What Does Data Preprocessing Mean?
Data preprocessing involves transforming raw data to well-formed data sets so that data mining analytics can be applied. Raw data is often incomplete and has inconsistent formatting. The adequacy or inadequacy of data preparation has a direct correlation with the success of any project that involve data analyics.
Preprocessing involves both data validation and data imputation. The goal of data validation is to assess whether the data in question is both complete and accurate. The goal of data imputation is to correct errors and input missing values — either manually or automatically through business process automation (BPA) programming.
Data preprocessing is used in both database-driven and rules-based applications. In machine learning (ML) processes, data preprocessing is critical for ensuring large datasets are formatted in such a way that the data they contain can be interpreted and parsed by learning algorithms.
Techopedia Explains Data Preprocessing
Data goes through a series of steps during preprocessing:
Data Cleaning: Data is cleansed through processes such as filling in missing values or deleting rows with missing data, smoothing the noisy data, or resolving the inconsistencies in the data.
Smoothing noisy data is particularly important for ML datasets, since machines cannot make use of data they cannot interpret. Data can be cleaned by dividing it into equal size segments that are thus smoothed (binning), by fitting it to a linear or multiple regression function (regression), or by grouping it into clusters of similar data (clustering).
Data inconsistencies can occur due to human errors (the information was stored in a wrong field). Duplicated values should be removed through deduplication to avoid giving that data object an advantage (bias).
Data Integration: Data with different representations are put together and conflicts within the data are resolved.
Data Transformation: Data is normalized and generalized. Normalization is a process that ensures that no data is redundant, it is all stored in a single place, and all the dependencies are logical.
Data Reduction: When the volume of data is huge, databases can become slower, costly to access, and challenging to properly store. Data reduction aims to present a reduced representation of the data in a data warehouse.

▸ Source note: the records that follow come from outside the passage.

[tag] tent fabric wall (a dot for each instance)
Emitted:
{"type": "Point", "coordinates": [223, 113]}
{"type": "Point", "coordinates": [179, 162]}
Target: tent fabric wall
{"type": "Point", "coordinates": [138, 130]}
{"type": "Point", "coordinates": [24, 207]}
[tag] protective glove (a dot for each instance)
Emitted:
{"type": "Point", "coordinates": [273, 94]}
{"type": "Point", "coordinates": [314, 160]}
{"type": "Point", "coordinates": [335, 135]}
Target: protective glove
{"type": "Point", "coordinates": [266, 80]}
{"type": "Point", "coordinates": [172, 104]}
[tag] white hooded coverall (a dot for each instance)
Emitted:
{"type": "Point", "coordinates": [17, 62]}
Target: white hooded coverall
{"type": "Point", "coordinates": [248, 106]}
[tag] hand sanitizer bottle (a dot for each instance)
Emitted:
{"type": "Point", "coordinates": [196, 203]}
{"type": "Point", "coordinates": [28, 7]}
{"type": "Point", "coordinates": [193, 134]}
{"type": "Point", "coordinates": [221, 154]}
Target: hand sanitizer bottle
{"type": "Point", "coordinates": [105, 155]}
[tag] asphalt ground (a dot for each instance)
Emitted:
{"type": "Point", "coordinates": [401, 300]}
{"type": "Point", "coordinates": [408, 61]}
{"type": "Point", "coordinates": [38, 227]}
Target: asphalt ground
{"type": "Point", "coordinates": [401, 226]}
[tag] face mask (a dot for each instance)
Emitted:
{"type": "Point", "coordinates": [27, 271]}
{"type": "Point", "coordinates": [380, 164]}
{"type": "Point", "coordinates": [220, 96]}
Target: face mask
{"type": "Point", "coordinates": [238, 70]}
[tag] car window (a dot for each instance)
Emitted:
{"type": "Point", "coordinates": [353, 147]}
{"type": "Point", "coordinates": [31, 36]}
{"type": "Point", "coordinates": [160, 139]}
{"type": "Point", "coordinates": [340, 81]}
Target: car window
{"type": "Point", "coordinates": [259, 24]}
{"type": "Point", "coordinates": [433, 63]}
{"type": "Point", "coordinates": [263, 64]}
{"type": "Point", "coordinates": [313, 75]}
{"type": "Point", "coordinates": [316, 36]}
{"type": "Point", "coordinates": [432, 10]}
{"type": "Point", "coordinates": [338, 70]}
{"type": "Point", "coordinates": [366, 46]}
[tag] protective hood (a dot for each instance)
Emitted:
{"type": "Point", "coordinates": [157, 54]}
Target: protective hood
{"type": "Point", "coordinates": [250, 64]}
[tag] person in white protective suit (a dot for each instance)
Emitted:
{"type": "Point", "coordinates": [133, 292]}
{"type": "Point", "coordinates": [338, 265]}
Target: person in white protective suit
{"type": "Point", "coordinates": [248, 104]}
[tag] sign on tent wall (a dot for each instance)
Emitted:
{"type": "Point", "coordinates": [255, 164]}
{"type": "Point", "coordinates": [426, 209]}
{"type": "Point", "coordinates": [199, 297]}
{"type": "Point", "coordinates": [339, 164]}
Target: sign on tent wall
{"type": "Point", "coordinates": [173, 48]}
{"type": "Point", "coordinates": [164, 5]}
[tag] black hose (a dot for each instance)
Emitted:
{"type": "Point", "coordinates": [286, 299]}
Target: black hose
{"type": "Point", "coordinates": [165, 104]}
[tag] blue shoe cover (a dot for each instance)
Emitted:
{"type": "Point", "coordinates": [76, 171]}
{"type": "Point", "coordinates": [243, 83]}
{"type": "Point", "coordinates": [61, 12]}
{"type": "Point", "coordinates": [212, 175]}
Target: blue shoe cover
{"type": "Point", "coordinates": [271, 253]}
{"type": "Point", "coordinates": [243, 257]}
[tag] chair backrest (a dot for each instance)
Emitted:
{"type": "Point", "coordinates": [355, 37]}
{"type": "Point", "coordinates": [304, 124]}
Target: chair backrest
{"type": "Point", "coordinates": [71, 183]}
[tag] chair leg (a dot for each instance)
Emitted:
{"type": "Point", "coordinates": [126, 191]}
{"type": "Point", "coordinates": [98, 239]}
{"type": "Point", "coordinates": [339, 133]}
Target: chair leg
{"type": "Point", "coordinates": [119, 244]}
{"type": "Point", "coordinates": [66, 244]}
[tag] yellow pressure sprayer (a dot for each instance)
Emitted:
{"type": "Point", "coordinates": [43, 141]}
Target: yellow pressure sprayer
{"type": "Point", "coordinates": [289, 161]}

There are various methods to reduce data. For example, once a subset of relevant attributes is chosen for its significance, anything below a given level is discarded.
Encoding mechanisms can be used to reduce the size of data as well. If all original data can be recovered after compression, the operation is labeled as lossless. If some data is lost, then it’s called a lossy reduction. Aggregation can also be used to condense countless transactions into a single weekly or monthly value, significantly reducing the number of data objects.
Data Discretization: Data could also be discretized to replace raw values with interval levels. This step involves the reduction of a number of values of a continuous attribute by dividing the range of attribute intervals.
Data Sampling: Sometimes, due to time, storage or memory constraints, a dataset is too big or too complex to be worked with. Sampling techniques can be used to select and work with just a subset of the dataset, provided that it has approximately the same properties of the original one.